PyRecover

Project Demo

Author: Shaswat Gupta
Contact: Email
Project Repository: PyRecover

Overview

PyRecover is a robust distributed checkpointing and job management system for multi-GPU SLURM workloads. It enables efficient, time-aware checkpointing to maximize cluster utilization and prevent loss of training progress.

View on GitHub

Key Features

Distributed checkpointing for large models and multi-GPU jobs
Time-aware job management to avoid job preemption and maximize resource usage
Seamless SLURM integration for easy deployment on HPC clusters
Fault-tolerant training with automatic resume from latest checkpoint
Support for Flash Attention and other advanced optimizations
Flexible configuration for both single-node and multi-node jobs
Comprehensive benchmarking and loss convergence tracking
Open-source under the MIT License

Installation

# Clone the repository
git clone https://github.com/Shaswat-G/PyRecover
cd pyrecover

# Create and activate conda environment
conda env create -f env.yml
conda activate pyrecover

Installation with Flash Attention

Ensure CUDA toolkit, C++ compiler, and Python dev headers are installed.

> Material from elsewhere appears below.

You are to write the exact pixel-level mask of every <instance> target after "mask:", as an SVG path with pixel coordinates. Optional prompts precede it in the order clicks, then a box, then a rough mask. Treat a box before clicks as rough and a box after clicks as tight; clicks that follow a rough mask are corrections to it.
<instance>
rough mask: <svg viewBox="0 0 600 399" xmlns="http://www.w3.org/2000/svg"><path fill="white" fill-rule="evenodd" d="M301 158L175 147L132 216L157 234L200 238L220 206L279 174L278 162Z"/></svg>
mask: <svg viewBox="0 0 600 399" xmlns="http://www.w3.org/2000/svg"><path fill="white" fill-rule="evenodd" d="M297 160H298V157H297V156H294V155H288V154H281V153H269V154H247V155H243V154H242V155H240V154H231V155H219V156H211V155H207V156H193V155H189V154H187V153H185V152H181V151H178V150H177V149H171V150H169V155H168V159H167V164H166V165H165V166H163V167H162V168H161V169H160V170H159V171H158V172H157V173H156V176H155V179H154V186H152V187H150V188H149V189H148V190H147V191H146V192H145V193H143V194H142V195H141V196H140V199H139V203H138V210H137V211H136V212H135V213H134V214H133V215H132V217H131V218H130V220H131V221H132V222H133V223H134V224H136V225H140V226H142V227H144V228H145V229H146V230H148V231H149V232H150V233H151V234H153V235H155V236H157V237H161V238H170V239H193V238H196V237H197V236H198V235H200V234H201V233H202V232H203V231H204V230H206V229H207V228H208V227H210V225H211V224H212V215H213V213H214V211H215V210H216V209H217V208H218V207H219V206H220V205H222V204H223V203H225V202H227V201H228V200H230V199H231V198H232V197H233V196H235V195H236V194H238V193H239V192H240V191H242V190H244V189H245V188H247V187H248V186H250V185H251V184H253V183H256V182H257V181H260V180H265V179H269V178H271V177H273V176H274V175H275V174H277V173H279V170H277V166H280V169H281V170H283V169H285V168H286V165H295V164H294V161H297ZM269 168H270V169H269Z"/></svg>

Then:

./setup_flashattention.sh
# or
pip install ".[flash-attention]"

Project Structure

pyrecover/
├── train.py                      # Main training script
├── env.yml                       # Conda environment file
├── submit-training-simple.sh     # SLURM submission script
├── setup_flashattention.sh       # Flash Attention setup
├── tests/                        # Benchmark and test scripts
│   └── check_weights_equality.py # Checkpoint equality checker
├── ...                           # Other modules and utilities

Quick Start

Non-distributed Training

sbatch submit-training-simple.sh --exp_name=my_experiment

Distributed Training

sbatch submit-training-simple.sh --distributed --exp_name=distributed_exp

Resume from Checkpoint

sbatch submit-training-simple.sh --distributed --continue --use_torch_distributed_ckpt

Command Line Arguments

The training script (train.py) accepts various arguments:

Argument	Description	Default
`--dataset`	Path to parquet file with text data	`/capstor/store/cscs/ethz/large-sc/datasets/train_data.parquet`
`--sequence-length`	Maximum sequence length	2048
`--batch-size`	Batch size per GPU	1
`--learning-rate`	Learning rate	1e-5
`--training-steps`	Number of training steps	1000
`--distributed`	Enable distributed training	False
`--model-dtype`	Model precision (fp16/bf16/fp32/fp64)	“bf16”
`--checkpoint-dir`	Directory for checkpoints	“checkpoints/”
`--checkpoint-frequency`	Save checkpoint every N steps	10
`--resume-from-checkpoint`	Path to checkpoint or “latest”	None
`--profile`	activates profiling support for nsys	False
`--experiment_name`	Name of experiment (for checkpoint subfolder)	“default-exp”
`--use-torch-distributed-ckpt`	Use distributed checkpointing	False
`--compile`	Compile model with torch.compile	False
`--fused-optimizer`	Use fused optimizer	False
`--use_flash_attention`	Use flash-attention in the model	False
`--log-loss-to-csv`	Log loss to a csv for plots/comparison	False
`--timeaware-checkpointing`	Activates time aware checkpointing	False

For a complete list, run:

python train.py --help

SLURM Submission Script

The script submit-training-simple.sh launches jobs on SLURM clusters. Key parameters:

SLURM Parameter	Description
`--nodes`	Number of nodes to allocate
`--ntasks-per-node`	Tasks per node (typically 1 per GPU)
`--gpus-per-node`	GPUs to use per node
`--time`	Time limit for the job
`--partition`	SLURM partition to use

Checkpointing

Vanilla Checkpointing: Standard PyTorch checkpointing (default)
Distributed Checkpointing: Faster for large models (enable with --use_torch_distributed_ckpt)
Time-Aware Checkpointing: Add --timeaware-checkpointing to auto-save before walltime ends

Benchmarks

Check equality of weights: python check_weights_equality.py <checkpoint1> <checkpoint2> [--distributed] [--tolerance 1e-7] [--verbose]
Loss convergence: Add --log-loss-to-csv to log step-wise loss for analysis

License

This project is licensed under the MIT License.

Acknowledgments

Developed at ETH Zurich for robust, large-scale deep learning on HPC clusters.